What interested me about the Report is its assertion that TFS will be the latest in a long line of MIS schemes to fail – as it says: TFS is one of the last remaining publicly-listed agricultural Managed Investment Schemes (“MIS”), a dangerous Australian investment structure beset by bankruptcies, investor losses and fraud.  Other notable Australian agri-businesses which relied heavily on MIS investors such as Timbercorp, Great Southern, Environinvest, Palandri Wines, Arafura Pearls, Australian Bight Abalone and Forestry Enterprises Australia, collapsed amid allegations of fraud , misleading marketing or Ponzi-like behaviour.  The collapse of these MIS companies resulted in over AU$ 2 billion in aggregate losses, mostly suffered by Australian investors. A least a couple more could be added to the list – Willmott Forests and The Rewards Group.

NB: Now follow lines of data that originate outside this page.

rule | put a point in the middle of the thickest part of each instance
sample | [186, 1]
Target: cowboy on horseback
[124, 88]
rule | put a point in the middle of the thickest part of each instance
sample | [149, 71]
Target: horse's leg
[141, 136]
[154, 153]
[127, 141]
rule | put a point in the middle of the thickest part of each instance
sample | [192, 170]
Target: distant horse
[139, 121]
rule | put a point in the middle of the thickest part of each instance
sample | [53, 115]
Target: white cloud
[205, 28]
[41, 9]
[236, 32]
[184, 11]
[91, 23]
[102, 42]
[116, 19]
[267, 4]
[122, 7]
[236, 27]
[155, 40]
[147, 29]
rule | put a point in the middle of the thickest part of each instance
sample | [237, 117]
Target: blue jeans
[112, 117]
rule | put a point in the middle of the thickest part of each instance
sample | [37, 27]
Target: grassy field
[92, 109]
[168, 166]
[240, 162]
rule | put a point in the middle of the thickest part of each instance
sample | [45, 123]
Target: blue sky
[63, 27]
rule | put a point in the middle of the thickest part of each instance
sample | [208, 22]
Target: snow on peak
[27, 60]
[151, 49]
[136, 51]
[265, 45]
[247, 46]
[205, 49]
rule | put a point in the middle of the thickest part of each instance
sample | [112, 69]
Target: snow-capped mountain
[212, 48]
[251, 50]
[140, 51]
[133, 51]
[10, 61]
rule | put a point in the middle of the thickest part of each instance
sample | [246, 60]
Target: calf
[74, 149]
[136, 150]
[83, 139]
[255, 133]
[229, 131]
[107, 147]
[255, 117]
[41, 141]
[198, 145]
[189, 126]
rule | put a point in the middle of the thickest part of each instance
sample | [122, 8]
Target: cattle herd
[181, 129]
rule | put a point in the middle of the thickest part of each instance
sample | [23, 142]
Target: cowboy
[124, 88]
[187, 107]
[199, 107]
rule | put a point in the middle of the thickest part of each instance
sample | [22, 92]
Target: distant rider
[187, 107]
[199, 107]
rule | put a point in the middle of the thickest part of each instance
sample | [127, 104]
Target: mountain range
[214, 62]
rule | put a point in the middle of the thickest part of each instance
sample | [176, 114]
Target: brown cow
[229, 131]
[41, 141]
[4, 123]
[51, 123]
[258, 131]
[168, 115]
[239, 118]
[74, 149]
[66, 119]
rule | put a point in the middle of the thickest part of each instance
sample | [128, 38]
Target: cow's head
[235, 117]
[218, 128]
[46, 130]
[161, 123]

I don’t know whether the Report is correct in what it says about TFS.  However, from a financial planning perspective I wonder why financial planners recommended it to their clients.  The particular issue being that investors in schemes operated by TFS are required to make an initial payment plus substantial yearly payments in circumstances where a return would not be received for 15-20 years.  There is obviously a huge amount of risk (that derives from multiple sources – the most obvious being uncertainty about what the price of sandalwood will be in 20 years time) in investing in such a scheme such that the number of clients where this investment was appropriate must be very small.  Moreover, there can’t be that many clients where a structure whereby they pay substantial fees each year in the hope that they will receive a return on their investment in 15-20 years time, would be appropriate.

In thinking about suitability for clients an issue that needs to be kept in mind is that TFS paid a 7% up front commission to financial planners who recommended its products to their clients and it paid an additional 7% of the substantial yearly fees that must be paid by the client.  I suggest that this is the place to start in thinking about why this investment was sold to clients of financial planners.